By  Patrick Wall and Julie  Shapiro | September 6, 2012 7:40am 

NEW YORK — As if the end of summer and the return of homework aren’t bad enough, soon students will have to suffer harder state tests.

This year, for the first time, students will be quizzed on new, more rigorous state standards which the city has quietly rolled out over the past two years.

For some, this won’t be pretty.

“This year’s test is going to be very difficult,” Schools Chancellor Dennis Walcott told reporters Wednesday during a tour of two schools that hosted workshops for teachers trying to implement the standards.

“It’s going to be tough-going,” Walcott added, “but I think we’re up for the challenge.”

In 2010, New York, along with most other states, adopted the new standards, called the Common Core — the product of a national state-led effort to create learning goals that encourage complex thinking and prepare students for college-level classwork and careers.

Since then, the city's Education Department has asked teachers to incorporate those standards into some of their units.

This spring, the state will debut new math and English exams for third through eighth-grade students that test their mastery of these more challenging standards. Some high school Regents tests will incorporate the standards the following year.

The Common Core standards — a set of grade-level specific learning goals, but not a curriculum — involve what the state calls “instructional shifts.”

In English, students will now read more nonfiction, approach work that may be above their current comfort level and talk and write about their reading by referring to details from the text.

In math, students will tackle fewer subjects each year, but they will go deeper so that they are able to explain the concepts and apply the skills in different situations.

“I honestly like Common Core,” said Michelle Roy, a seventh-grade social studies teacher at M.S. 223 in Mott Haven, where the chancellor stopped by Wednesday.

“I actually feel like Common Core is much more aligned to what children need to do in college and life,” Roy said, adding, “Life isn’t a multiple-choice assessment.”

The updated state tests this year will reflect the new standards.

The English exams will feature more demanding texts with questions that require deeper thinking and more detailed analysis. The math tests will include multi-step problems and real-world applications.

“It’s not asking them to regurgitate facts,” said Christopher McCloud, math department chair at School of the Future, a middle and high school near Gramercy Park, which the chancellor also visited Wednesday. “It’s asking them to assimilate [skills] in a problem-solving scenario.”
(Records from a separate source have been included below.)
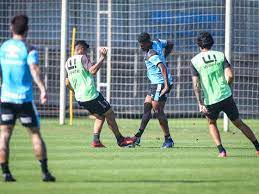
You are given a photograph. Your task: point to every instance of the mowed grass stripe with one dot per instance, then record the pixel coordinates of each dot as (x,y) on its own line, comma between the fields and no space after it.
(191,167)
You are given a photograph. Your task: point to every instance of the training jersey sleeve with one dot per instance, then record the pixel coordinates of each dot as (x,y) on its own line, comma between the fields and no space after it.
(194,71)
(163,43)
(33,57)
(153,57)
(86,62)
(226,64)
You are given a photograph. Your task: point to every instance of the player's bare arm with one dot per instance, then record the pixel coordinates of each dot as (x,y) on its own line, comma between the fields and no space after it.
(197,91)
(164,73)
(35,72)
(229,75)
(95,68)
(68,85)
(168,49)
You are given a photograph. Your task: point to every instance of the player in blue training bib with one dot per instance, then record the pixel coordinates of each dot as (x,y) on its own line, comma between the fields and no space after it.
(155,53)
(19,64)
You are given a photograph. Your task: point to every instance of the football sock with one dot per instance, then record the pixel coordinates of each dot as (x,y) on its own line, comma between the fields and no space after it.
(221,148)
(139,133)
(256,144)
(96,137)
(44,165)
(167,137)
(5,168)
(119,138)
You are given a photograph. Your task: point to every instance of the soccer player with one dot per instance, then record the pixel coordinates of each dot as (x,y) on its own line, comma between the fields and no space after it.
(213,73)
(155,53)
(20,65)
(80,80)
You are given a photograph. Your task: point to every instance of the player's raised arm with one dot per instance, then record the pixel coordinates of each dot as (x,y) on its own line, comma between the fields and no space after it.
(35,72)
(95,68)
(168,48)
(229,75)
(164,73)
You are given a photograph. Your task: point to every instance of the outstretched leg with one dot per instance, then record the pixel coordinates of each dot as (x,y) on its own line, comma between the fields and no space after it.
(214,132)
(247,132)
(6,133)
(110,118)
(40,151)
(98,124)
(145,117)
(162,118)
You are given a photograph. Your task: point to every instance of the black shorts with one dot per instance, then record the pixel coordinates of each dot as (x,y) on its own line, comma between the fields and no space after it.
(227,105)
(96,106)
(26,112)
(155,90)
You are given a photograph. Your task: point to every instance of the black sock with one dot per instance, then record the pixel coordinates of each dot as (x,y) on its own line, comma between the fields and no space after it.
(44,165)
(119,138)
(96,137)
(167,137)
(221,148)
(5,168)
(139,133)
(256,144)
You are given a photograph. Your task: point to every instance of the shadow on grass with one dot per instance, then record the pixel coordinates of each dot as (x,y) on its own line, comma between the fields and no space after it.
(194,147)
(156,181)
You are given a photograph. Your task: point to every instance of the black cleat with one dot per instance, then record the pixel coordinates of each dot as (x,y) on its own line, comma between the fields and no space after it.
(47,177)
(8,177)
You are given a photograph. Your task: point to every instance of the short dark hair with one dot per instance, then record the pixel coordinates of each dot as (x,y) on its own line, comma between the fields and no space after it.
(205,40)
(20,24)
(82,43)
(144,37)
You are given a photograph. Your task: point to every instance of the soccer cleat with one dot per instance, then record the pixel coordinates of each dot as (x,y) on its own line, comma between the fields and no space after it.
(169,143)
(222,154)
(97,144)
(8,177)
(136,140)
(48,177)
(126,142)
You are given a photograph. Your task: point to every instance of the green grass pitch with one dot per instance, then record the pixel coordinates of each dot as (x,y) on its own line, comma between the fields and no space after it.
(192,166)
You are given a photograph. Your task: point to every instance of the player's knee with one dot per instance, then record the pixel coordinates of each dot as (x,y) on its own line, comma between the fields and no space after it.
(212,122)
(110,115)
(147,107)
(5,136)
(160,115)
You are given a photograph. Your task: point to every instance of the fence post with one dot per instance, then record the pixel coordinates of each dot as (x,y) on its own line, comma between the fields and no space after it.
(228,43)
(62,99)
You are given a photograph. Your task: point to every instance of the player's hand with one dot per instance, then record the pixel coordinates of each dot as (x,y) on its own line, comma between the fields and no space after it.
(43,96)
(203,108)
(164,91)
(103,52)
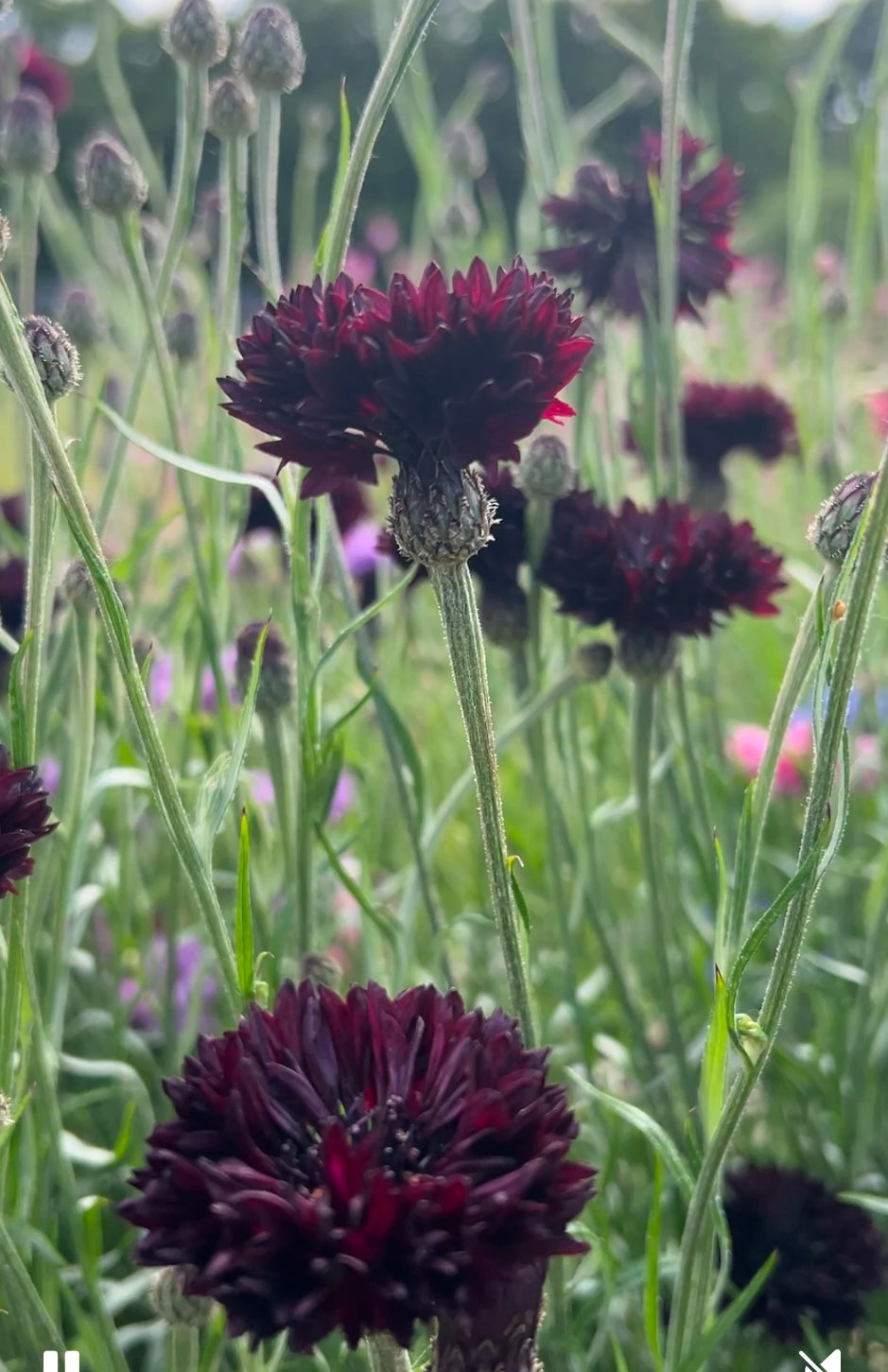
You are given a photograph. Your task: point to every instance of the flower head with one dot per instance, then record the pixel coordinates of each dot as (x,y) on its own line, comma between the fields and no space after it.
(829,1253)
(358,1164)
(437,377)
(665,569)
(24,819)
(610,228)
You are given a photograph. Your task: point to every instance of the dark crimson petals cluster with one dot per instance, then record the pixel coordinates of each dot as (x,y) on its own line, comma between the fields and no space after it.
(358,1164)
(723,419)
(610,231)
(24,819)
(429,374)
(829,1253)
(665,571)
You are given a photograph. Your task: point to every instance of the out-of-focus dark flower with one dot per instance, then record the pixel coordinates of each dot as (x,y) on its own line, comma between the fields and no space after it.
(665,569)
(610,228)
(358,1164)
(143,997)
(829,1253)
(437,377)
(24,819)
(37,72)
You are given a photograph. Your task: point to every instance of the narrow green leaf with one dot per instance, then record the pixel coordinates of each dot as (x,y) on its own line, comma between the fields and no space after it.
(243,915)
(714,1070)
(653,1266)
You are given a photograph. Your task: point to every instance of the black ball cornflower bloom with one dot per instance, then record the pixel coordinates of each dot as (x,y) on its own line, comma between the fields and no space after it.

In a memo to principals in June, Walcott pointed to Common Core-aligned questions from a sample eight-grade reading test.
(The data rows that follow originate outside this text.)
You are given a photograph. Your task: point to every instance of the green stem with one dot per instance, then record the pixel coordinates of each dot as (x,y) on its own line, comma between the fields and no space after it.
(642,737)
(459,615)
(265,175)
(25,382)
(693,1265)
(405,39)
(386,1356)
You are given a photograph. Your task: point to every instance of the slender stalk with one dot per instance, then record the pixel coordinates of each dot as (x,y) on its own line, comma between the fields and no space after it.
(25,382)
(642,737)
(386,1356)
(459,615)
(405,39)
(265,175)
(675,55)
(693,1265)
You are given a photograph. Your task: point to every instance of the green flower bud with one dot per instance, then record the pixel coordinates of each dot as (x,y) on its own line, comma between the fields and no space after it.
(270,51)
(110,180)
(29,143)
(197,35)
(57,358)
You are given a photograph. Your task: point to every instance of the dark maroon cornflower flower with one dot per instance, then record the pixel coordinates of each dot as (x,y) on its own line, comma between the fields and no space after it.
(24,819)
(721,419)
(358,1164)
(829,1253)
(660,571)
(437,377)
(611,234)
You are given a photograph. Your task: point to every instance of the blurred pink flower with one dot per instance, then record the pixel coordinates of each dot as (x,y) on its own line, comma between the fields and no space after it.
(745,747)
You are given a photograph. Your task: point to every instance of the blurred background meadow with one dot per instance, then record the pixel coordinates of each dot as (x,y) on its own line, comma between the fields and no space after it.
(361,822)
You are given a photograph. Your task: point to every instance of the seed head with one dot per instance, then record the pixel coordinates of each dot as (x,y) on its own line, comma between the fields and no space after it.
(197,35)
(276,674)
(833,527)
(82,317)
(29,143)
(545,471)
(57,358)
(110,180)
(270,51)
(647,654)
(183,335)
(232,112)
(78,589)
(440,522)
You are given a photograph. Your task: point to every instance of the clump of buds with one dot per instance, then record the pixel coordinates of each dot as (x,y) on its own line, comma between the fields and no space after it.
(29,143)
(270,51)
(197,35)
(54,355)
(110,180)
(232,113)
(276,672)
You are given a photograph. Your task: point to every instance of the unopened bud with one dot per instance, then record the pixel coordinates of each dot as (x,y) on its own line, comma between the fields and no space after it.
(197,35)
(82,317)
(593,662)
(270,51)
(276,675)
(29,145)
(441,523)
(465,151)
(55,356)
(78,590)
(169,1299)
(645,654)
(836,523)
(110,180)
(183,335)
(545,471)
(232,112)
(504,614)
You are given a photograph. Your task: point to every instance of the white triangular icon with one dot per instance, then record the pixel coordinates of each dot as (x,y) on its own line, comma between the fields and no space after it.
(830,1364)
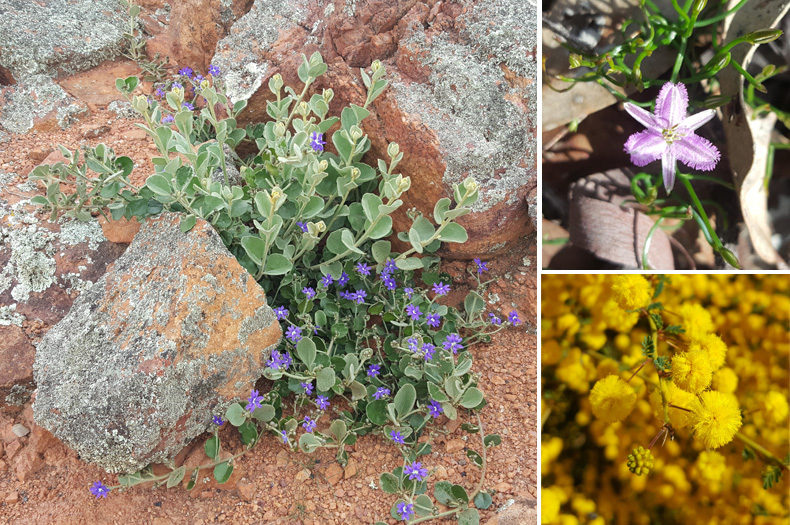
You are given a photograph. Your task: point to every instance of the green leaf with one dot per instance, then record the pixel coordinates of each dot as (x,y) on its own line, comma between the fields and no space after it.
(404,399)
(277,264)
(453,232)
(158,184)
(471,398)
(222,472)
(187,223)
(176,476)
(325,379)
(389,483)
(469,517)
(211,447)
(305,350)
(483,500)
(235,414)
(443,492)
(423,505)
(474,303)
(264,413)
(377,412)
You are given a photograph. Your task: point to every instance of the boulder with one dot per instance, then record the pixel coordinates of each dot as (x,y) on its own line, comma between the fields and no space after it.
(169,336)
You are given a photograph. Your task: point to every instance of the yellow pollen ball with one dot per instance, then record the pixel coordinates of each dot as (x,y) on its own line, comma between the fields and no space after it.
(691,370)
(631,292)
(716,419)
(612,399)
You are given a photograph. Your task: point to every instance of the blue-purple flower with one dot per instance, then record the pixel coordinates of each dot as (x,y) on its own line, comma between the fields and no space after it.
(433,320)
(441,288)
(100,490)
(254,401)
(413,312)
(363,269)
(406,510)
(435,408)
(670,135)
(415,471)
(381,392)
(294,334)
(453,342)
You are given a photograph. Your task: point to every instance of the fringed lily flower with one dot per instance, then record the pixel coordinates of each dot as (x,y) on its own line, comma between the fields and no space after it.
(670,135)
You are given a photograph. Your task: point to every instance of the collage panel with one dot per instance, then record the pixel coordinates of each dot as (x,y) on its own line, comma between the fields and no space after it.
(664,399)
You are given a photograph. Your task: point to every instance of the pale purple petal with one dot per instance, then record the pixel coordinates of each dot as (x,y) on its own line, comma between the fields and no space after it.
(671,104)
(668,162)
(696,152)
(645,147)
(643,117)
(696,121)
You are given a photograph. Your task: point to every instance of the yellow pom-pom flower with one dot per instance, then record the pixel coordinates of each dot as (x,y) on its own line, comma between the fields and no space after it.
(716,419)
(612,399)
(631,292)
(691,370)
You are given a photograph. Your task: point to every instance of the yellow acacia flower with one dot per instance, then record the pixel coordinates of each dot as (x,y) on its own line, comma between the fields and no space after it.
(612,399)
(631,291)
(775,407)
(717,418)
(678,397)
(691,370)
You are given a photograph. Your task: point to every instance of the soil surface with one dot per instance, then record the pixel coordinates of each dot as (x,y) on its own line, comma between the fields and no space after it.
(272,484)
One question had students read a passage from Helen Keller’s 1903 autobiography, then explain how her changing attitude toward a doll reflects her changing attitude about learning words.

Walcott noted that the text is full of figurative language and short on context, and is “significantly more sophisticated” than the reading passages on older tests.
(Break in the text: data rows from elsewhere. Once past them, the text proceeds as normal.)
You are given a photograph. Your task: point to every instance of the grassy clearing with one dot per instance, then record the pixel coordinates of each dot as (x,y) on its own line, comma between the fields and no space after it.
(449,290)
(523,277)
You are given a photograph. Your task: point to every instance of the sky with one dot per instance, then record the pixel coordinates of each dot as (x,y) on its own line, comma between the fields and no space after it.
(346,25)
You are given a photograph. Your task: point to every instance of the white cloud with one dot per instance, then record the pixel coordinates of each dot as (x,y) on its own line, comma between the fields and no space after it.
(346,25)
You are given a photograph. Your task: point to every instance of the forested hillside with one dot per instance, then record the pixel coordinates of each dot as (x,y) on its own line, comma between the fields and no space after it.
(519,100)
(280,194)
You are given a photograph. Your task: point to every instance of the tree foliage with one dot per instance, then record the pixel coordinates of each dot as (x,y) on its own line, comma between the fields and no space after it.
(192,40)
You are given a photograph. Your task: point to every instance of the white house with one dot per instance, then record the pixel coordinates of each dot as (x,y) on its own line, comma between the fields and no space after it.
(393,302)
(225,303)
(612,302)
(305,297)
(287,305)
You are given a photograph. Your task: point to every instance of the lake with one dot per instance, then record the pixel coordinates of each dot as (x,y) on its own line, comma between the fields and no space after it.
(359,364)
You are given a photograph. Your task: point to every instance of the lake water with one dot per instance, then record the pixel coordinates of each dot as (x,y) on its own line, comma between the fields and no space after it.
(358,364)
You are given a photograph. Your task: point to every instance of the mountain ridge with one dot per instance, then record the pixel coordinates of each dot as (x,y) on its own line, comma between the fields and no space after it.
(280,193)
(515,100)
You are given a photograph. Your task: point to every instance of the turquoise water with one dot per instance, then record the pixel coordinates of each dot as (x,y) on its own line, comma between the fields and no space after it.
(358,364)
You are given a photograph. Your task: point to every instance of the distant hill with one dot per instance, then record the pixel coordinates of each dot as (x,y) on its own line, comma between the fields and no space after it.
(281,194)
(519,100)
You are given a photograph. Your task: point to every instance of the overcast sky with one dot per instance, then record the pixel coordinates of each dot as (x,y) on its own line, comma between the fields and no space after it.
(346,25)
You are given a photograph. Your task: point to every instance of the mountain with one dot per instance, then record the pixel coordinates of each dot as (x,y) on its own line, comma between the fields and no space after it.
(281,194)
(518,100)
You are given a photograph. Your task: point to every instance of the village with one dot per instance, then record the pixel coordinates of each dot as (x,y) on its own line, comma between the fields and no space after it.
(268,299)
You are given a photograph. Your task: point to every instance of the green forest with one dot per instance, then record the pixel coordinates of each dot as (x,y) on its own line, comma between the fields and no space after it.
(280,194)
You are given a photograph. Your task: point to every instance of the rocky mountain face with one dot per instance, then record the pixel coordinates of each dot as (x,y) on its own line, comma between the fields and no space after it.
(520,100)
The level of difficulty on both the English and math tests could increase this year by one to two grades levels, according to Shael Polakow-Suransky, the DOE’s chief academic officer, who visited the two schools with the chancellor.

“The exams are harder,” he said, “which means likely it will be more challenging for kids to pass.”

Staff at both School of the Future and M.S. 223 said they were prepared for these changes and have been working to update their instructional units. Most described the more rigorous requirements as an improvement.

But some pointed out that many students lag behind the old standards, and that it would be a challenge to push them to those benchmarks within a year, much less to more demanding ones.

“We cannot do that immediately — there’s no way,” said Heather Burns, a literacy coach at M.S. 223. “It’s like skiing on a black diamond, instead of starting with a green and a blue.”

At School of the Future, Walcott addressed this concern.

“You’ve got a monumental task in front of you,” he said. “But I know you’re doing to do it.”